23. When the wickets fall
Over the years there's a remarkable consistency to when ODI teams have lost wickets
|Karthik S||Jul 8, 2019|| 1|
A popular mathematical technique when analysing highly dynamic and fast-changing systems is to look for things that don’t change. We can call them “invariants”. There is a whole class of theorems distributed through different areas of mathematics that are known as “fixed point theorems”. My favourite among them comes from Topology, where there is a rather fantastically named theorem called “Hairy Ball Theorem”.
There is no doubt that one day international cricket has changed significantly in the last three decades. Scoring rates have gone up significantly. The way teams build an innings seems to have changed. Rules change every couple of years. A substitute came in for a couple of years and then went out. One day specialists came in. And then there were bits and pieces players. Batting strategies and bowling strategies changed.
Among all this one thing has been rather remarkably consistent across the years - the fall of wickets. Whether we look at the fall of wickets based on the score at which the wicket falls, or the time of innings when it falls, there has been remarkably little change over the years (though this decade we see that wickets are falling slightly later).
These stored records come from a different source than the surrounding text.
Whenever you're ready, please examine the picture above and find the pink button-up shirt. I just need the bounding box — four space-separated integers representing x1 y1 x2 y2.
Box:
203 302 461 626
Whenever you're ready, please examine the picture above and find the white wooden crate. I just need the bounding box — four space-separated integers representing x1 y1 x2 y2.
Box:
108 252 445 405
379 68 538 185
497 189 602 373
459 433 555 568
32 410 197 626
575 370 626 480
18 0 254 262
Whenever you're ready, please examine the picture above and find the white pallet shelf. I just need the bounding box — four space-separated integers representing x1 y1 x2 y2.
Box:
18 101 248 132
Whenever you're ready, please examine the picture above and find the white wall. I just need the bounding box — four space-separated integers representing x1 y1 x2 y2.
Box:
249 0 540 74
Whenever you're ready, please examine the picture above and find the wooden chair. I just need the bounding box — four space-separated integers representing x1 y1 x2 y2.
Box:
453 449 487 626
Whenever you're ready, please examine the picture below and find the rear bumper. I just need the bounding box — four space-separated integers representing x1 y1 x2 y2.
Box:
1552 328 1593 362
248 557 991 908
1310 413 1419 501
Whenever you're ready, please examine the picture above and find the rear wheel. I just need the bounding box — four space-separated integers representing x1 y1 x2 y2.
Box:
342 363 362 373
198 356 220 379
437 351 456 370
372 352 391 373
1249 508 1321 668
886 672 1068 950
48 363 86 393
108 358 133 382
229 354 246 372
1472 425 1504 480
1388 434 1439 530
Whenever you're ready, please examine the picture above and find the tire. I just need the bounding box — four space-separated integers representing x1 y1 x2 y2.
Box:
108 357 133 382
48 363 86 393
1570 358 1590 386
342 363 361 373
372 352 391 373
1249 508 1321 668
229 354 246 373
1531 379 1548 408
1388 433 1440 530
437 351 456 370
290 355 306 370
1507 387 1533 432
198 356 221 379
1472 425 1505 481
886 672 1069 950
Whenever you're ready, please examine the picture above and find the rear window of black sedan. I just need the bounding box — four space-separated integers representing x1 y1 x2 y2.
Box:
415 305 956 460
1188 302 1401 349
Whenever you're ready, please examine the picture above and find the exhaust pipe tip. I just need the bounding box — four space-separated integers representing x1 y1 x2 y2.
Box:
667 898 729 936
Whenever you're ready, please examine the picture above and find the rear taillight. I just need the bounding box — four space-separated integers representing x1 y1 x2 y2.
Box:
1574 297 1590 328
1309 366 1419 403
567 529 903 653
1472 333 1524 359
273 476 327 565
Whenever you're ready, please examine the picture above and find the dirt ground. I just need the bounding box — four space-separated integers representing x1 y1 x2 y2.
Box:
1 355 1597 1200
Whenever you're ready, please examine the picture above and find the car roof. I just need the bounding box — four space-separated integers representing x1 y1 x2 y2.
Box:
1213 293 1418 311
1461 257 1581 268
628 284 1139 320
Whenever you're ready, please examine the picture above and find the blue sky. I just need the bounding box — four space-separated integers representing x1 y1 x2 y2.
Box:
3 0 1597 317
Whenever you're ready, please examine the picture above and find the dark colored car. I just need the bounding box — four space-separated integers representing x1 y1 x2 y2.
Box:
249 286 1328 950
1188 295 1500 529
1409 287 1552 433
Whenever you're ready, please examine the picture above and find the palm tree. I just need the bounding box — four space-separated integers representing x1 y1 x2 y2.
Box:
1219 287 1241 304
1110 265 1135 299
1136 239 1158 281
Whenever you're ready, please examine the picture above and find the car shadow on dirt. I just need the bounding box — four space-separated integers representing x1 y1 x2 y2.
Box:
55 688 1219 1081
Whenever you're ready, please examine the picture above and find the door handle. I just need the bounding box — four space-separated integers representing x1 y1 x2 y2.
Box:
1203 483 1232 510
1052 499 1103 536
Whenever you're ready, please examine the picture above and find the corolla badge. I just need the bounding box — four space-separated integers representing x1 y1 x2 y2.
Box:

The first wicket falls for 35 at the end of the seventh over. The second for 69 after fourteen overs. The third for 103 after 21 overs (isn’t it interesting that wickets fall “at regular intervals” in the beginning of the innings?). And then, on average, wickets fall faster, with teams going to 134/4 in 28 overs, 158/5 in 33 and 175/6 in 37. The data to produce this includes all ODIs from 1998 onwards (which is when we started really keeping records of when the wickets fall, rather than just the score at which the wickets fall).
That wickets four to six fall at faster intervals might be down to selection bias inherent in the data - when we look at the average score of when the fourth wicket falls, we only consider those innings where four of more wickets have fallen. Innings where three or fewer wickets were lost are ignored. Yet, what matters here is that the graphs above are largely flat - despite massive changes in strategies and rules and personnel and all that.
My hypothesis when I started this analysis is that wickets must be falling sooner (at least in terms of overs) because teams are taking greater risk. As time has passed, teams have appreciated that the amount of resource available in terms of number of overs is limited, and so the price of a wicket (relative to balls remaining) is actually lower, which has resulted in greater risk taking - this was my hypothesis. It doesn’t seem to be true.
In other words, the increase in the scores in ODI cricket doesn’t seem to be on account of greater risk taking. Had teams been taking greater risk, this would have meant wickets falling earlier and teams losing more wickets at the end of their innings. However, the number of wickets lost at the end of the first innings has been fairly constant over time.
Now that my hypothesis has been disproven, I wonder why teams aren’t taking higher risk. If you have any good ideas, please let me know.